Presumably, the consensus starting point in conceding dazzlement before the art of Snail Mail remains the songwriting precociousness of Lindsey Jordan. She’s not a kid anymore, as she most certainly was when her first recordings were released. Jordan’s debut effort under the Snail Mail moniker, Lush, set music critics in a frenetic tumble to rave about the emotional acuity in her lyrics, citing her unadvanced age without fail. Jordan turned twenty-two this past summer, old enough that her personal reportage of heartbreak and thwarted plans no longer feels wholly ahead of her years. Paul Westerberg was about that age when he wrote “Within Your Reach,” and it felt right enough. The tendency to keep artists trapped within our collective first impression of them is the only real reason to treat Jordan as a prodigy rather than a settled creator, determined to offer up her best when the digital representation of tape starts rolling.
Valentine, the sophomore album by Snail Mail, demonstrates that Jordan’s best is mighty impressive. There are probably more modern comparisons I could or should make, but I can’t shake the idea that she’s snatched up the baton bobbled a few years back by Death Cab for Cutie and gone sprinting around the track at a pace that threatens to lap any other artists trotting in adjoining lanes. The material lilts and lofts, its enticing indie-pop textures the coating that helps the tough medicine of sometimes acrid lyrics slide right down.
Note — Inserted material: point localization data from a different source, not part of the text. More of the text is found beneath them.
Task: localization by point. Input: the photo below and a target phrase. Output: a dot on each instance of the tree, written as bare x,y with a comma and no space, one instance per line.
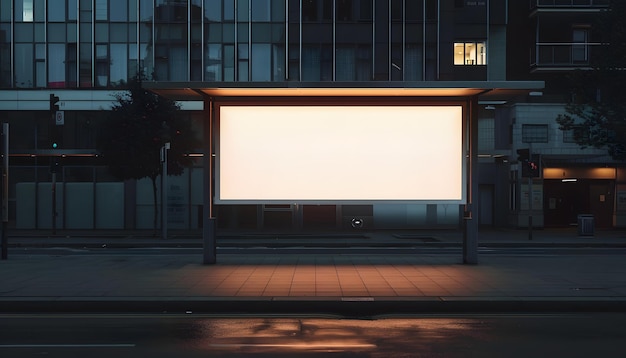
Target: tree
596,111
141,122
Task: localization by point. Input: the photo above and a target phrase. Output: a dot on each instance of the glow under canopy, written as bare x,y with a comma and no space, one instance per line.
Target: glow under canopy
340,154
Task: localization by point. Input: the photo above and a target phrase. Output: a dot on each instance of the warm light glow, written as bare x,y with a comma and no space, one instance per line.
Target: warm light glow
317,154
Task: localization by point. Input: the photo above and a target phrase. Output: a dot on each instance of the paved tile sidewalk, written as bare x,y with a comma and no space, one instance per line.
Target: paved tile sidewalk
312,282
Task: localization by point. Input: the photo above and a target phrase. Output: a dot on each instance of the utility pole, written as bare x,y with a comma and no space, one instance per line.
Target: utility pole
5,190
54,160
164,149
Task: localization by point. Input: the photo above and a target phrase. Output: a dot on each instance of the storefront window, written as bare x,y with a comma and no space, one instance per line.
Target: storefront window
470,53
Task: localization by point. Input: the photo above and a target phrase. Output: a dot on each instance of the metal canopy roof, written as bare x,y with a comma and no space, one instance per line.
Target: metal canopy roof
486,90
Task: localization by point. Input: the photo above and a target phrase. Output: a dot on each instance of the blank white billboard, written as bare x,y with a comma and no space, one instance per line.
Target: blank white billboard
340,154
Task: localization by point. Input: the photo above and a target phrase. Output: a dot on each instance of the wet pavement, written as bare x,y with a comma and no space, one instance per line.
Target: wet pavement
350,284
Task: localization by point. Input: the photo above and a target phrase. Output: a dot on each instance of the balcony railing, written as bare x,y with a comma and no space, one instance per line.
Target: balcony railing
561,54
568,3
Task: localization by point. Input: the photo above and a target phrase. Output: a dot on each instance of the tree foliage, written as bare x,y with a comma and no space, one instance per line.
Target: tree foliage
141,122
596,112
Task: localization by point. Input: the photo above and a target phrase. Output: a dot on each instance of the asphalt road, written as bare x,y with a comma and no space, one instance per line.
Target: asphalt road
515,251
455,336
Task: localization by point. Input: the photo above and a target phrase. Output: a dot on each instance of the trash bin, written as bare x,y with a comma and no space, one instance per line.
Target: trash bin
585,225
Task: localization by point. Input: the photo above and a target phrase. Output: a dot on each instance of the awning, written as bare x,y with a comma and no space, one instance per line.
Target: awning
485,90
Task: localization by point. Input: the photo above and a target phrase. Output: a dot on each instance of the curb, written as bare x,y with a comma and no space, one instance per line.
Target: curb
355,307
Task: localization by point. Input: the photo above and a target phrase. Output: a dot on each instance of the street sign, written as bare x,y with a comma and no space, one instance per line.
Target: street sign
59,118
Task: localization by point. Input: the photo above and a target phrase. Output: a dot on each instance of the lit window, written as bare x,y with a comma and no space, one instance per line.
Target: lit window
470,53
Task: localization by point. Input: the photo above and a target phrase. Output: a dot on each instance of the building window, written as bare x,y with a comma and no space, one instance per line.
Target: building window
579,132
580,47
535,133
470,53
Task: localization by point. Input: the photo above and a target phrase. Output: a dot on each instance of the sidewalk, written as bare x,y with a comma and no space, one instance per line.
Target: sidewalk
313,283
400,238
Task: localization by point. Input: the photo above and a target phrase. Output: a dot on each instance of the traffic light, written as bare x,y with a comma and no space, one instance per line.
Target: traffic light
523,155
54,106
531,168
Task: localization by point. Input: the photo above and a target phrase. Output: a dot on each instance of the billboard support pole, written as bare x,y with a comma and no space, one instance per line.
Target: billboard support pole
208,217
470,217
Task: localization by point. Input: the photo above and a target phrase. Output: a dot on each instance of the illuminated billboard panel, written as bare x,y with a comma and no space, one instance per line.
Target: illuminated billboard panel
340,154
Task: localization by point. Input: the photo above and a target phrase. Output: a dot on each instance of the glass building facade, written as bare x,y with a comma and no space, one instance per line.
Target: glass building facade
84,51
103,43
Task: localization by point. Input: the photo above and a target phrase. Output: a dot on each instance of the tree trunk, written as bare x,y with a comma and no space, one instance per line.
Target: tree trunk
156,208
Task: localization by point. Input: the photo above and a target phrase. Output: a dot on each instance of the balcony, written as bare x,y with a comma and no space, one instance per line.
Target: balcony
557,56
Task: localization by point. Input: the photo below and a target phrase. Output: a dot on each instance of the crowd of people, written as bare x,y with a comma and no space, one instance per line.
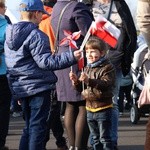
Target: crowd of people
41,74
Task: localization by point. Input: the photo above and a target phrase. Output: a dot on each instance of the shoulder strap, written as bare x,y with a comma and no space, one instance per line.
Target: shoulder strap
58,26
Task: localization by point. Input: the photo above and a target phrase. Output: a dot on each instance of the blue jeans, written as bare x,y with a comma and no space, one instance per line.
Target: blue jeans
115,111
5,98
36,111
100,129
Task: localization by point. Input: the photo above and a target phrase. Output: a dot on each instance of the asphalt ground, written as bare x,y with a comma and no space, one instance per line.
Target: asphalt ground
131,137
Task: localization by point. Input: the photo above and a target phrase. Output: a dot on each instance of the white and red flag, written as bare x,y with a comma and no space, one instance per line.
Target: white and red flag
70,39
105,30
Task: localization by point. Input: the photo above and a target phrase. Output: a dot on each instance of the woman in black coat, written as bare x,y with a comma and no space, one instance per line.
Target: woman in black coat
76,17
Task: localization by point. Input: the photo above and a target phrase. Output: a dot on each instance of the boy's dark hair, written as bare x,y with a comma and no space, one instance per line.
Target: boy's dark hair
96,43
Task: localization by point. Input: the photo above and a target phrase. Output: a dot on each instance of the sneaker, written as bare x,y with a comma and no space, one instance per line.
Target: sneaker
17,114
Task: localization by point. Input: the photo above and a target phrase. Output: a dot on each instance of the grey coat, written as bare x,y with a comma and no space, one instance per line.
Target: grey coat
76,17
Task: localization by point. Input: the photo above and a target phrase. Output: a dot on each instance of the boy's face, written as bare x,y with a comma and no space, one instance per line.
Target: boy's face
93,55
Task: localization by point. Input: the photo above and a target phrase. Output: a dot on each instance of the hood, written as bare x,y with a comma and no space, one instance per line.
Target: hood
3,21
47,9
17,33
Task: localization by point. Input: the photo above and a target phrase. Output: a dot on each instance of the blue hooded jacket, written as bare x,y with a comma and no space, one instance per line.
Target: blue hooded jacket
3,24
30,64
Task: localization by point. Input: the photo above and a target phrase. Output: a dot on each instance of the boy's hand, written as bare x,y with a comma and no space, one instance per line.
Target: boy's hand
84,78
77,54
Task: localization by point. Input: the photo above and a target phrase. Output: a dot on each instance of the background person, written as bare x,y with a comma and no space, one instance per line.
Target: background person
77,17
99,75
30,66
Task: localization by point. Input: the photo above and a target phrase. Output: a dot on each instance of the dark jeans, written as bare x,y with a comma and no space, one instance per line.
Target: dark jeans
36,110
54,122
5,98
100,129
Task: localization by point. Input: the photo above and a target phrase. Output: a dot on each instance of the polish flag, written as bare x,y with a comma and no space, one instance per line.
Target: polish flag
105,30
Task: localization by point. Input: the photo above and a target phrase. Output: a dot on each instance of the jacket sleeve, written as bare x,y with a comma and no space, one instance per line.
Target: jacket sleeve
106,78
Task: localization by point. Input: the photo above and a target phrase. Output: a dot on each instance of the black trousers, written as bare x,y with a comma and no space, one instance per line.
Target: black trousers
5,98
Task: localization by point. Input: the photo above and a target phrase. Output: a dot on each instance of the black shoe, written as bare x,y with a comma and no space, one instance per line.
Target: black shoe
4,148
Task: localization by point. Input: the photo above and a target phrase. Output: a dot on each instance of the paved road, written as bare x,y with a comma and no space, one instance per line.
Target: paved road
131,137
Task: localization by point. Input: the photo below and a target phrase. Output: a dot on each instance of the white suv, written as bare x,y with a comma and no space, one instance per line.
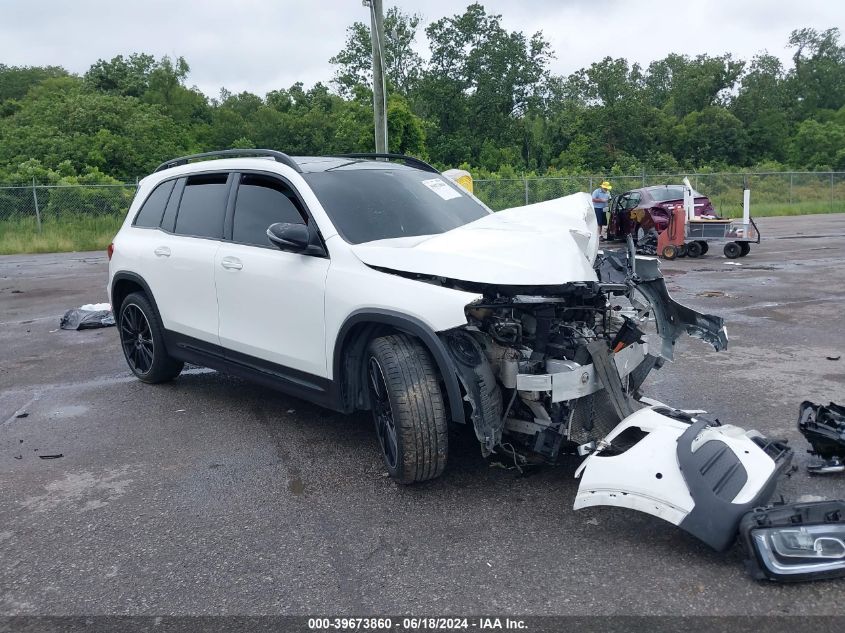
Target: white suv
363,283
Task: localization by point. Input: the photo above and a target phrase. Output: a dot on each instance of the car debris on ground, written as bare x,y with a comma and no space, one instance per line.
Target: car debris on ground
87,317
824,428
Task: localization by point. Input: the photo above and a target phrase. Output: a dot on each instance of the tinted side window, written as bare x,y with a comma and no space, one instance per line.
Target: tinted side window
153,208
203,206
262,201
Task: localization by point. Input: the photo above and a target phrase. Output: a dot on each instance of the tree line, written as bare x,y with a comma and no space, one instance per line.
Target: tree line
483,98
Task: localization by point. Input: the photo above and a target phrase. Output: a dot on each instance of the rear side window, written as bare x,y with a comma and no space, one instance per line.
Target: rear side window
262,201
153,208
203,206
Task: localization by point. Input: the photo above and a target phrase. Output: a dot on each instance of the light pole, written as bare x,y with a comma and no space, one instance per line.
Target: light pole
379,92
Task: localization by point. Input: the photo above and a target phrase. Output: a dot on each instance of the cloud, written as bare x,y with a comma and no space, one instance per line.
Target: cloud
259,46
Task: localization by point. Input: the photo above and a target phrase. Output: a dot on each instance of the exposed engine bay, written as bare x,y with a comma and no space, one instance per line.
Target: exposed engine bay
558,368
555,369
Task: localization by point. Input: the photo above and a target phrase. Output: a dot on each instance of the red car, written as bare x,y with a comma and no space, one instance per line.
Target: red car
637,211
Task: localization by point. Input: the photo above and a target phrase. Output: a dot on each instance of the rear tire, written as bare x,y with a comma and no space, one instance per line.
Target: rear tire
669,251
142,341
408,408
694,249
732,250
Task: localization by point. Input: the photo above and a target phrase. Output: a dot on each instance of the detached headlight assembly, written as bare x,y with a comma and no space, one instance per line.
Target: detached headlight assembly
796,542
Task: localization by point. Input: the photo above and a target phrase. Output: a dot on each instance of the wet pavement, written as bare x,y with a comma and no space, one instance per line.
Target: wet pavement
210,495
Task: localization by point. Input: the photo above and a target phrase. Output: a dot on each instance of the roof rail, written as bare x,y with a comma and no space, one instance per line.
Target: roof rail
279,157
410,161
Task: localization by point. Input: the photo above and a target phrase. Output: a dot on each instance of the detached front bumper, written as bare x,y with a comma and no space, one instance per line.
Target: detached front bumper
694,473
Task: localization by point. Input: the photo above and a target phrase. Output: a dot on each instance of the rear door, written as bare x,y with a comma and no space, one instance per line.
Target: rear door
271,302
180,271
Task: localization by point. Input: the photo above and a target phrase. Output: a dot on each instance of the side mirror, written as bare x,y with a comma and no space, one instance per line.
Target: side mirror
296,238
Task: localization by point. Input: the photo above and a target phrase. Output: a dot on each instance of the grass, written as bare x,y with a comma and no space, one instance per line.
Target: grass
767,209
82,232
64,234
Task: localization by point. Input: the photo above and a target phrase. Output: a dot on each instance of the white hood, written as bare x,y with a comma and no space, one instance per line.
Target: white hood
548,243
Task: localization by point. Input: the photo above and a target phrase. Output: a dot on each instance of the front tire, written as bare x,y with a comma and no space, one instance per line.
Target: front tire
142,341
732,250
408,408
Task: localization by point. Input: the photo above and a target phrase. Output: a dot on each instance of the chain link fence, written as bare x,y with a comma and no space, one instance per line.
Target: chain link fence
774,193
38,205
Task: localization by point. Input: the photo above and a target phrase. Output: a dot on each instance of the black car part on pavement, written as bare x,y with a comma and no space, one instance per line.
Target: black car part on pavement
795,542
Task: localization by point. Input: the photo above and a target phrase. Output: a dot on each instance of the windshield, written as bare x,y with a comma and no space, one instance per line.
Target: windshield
376,204
670,193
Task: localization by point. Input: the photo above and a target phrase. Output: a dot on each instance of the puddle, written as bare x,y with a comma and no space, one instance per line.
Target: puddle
296,486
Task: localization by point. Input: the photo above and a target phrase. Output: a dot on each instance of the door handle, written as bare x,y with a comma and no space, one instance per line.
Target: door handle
231,263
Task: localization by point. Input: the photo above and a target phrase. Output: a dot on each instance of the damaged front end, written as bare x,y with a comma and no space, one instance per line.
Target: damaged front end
549,371
555,369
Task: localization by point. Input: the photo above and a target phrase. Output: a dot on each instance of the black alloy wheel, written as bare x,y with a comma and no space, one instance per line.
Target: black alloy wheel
383,413
137,339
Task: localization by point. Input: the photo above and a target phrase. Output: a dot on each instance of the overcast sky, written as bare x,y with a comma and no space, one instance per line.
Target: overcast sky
261,45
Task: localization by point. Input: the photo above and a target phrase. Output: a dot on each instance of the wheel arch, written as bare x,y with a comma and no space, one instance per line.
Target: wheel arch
350,345
125,283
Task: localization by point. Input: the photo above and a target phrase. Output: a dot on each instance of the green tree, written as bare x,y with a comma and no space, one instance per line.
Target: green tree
402,63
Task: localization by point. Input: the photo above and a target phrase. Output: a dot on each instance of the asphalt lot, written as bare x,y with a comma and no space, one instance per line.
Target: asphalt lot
212,496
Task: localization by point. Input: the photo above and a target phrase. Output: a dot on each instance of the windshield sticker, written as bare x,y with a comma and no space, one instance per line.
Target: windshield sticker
441,189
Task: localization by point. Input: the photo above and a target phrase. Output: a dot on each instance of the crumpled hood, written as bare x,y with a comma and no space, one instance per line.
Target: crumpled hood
549,243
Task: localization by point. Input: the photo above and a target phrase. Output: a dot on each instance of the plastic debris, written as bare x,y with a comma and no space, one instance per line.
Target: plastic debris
89,316
824,428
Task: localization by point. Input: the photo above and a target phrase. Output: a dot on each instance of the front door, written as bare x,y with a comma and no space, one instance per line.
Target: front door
270,302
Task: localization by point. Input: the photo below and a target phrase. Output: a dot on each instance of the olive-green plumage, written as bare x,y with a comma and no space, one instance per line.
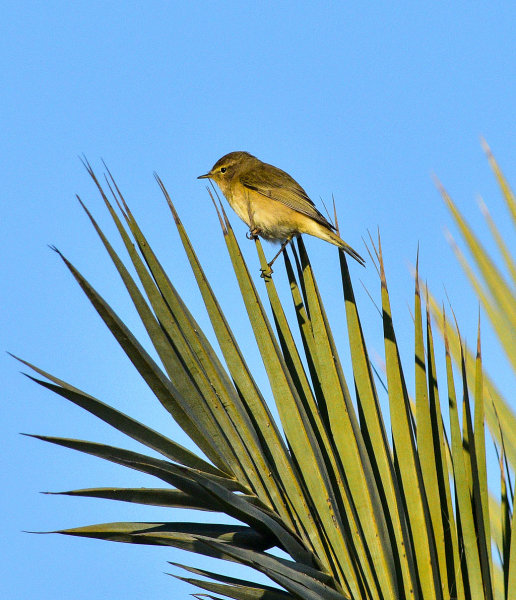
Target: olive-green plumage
271,202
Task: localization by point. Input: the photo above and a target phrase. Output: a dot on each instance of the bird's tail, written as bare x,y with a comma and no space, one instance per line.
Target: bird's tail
333,238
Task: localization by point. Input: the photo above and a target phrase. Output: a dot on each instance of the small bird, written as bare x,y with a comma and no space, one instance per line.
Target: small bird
271,202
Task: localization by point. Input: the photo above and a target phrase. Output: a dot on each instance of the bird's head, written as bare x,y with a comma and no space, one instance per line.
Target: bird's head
228,167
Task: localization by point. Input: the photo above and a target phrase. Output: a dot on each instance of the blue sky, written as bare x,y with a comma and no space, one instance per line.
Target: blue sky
362,102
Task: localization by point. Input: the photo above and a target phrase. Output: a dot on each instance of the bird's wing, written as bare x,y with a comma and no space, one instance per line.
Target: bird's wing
275,184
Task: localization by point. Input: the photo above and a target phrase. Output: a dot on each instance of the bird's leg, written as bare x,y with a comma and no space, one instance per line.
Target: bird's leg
253,233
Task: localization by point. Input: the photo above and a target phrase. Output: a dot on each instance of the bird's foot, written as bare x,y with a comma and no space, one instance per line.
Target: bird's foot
253,233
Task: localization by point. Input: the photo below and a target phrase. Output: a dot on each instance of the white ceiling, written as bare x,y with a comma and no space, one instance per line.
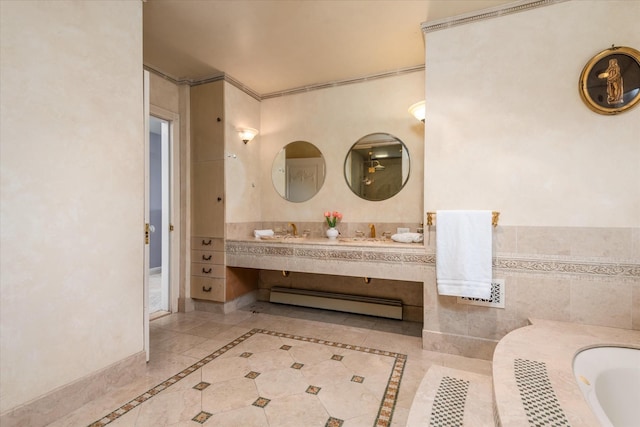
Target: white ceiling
276,45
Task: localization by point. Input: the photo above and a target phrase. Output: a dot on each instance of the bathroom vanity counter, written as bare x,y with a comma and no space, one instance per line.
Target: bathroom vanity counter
533,368
344,257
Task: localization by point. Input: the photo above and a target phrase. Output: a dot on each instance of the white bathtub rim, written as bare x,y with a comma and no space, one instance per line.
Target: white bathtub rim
588,390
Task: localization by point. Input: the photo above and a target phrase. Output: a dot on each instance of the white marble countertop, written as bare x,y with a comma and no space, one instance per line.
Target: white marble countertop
555,344
362,242
373,259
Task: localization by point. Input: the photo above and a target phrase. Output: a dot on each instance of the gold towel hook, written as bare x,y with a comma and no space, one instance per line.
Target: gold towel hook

The album-opening title cut proceeds unsteadily, almost by fits and starts in the verses until it absolutely soars on a chorus of wounded defiance: “So why’d you wanna erase me, darling valentine?/ You’ll always know where to find me when you change your mind.” It emits fragility and assurance at once.
If Lush could sometimes be a little sonically same-y, Valentine provides a corrective without spinning out into radical reinvention. “Light Blue” rides on a plunky acoustic guitar as a musical current, and “Forever (Sailing)” is sliced by exploratory synths. “Glory” approaches the hypnotic layering that the likes of Waxahatchee and Sharon Van Etten are able to swirl up as if through prestidigitation. There’s a strong sense that Jordan is asserting her creative voice as she tests its range and boundaries. There is a tight control to her craft — not a single strand is out of place — and yet the explorations found across the album are enlivening.
Maybe the one aspect of the material on Valentine that does feel jarring given the year on Jordan’s birth certificate is the candid confessions of substance abuse that landed her in rehab. She notes it directly against the clunking funk groove of “Ben Franklin,” singing, “Post rehab, I’ve been feeling so small/ I miss your attention, I wish I could call.” More often, it’s woven into the songs, another ruffle of dependency in a messy psychological self portrait. The woozy sparring match “Automate” includes rueful acknowledgments of constantly reaching for one more drink before slumping into bed with a partner. “Picked it up, drank too much/ Feed the flame forever,” Jordan moans, and the words carry scars.
Valentine is a good enough album to provide a decisive argument in favor of a certain thesis: Age matters far less than talent.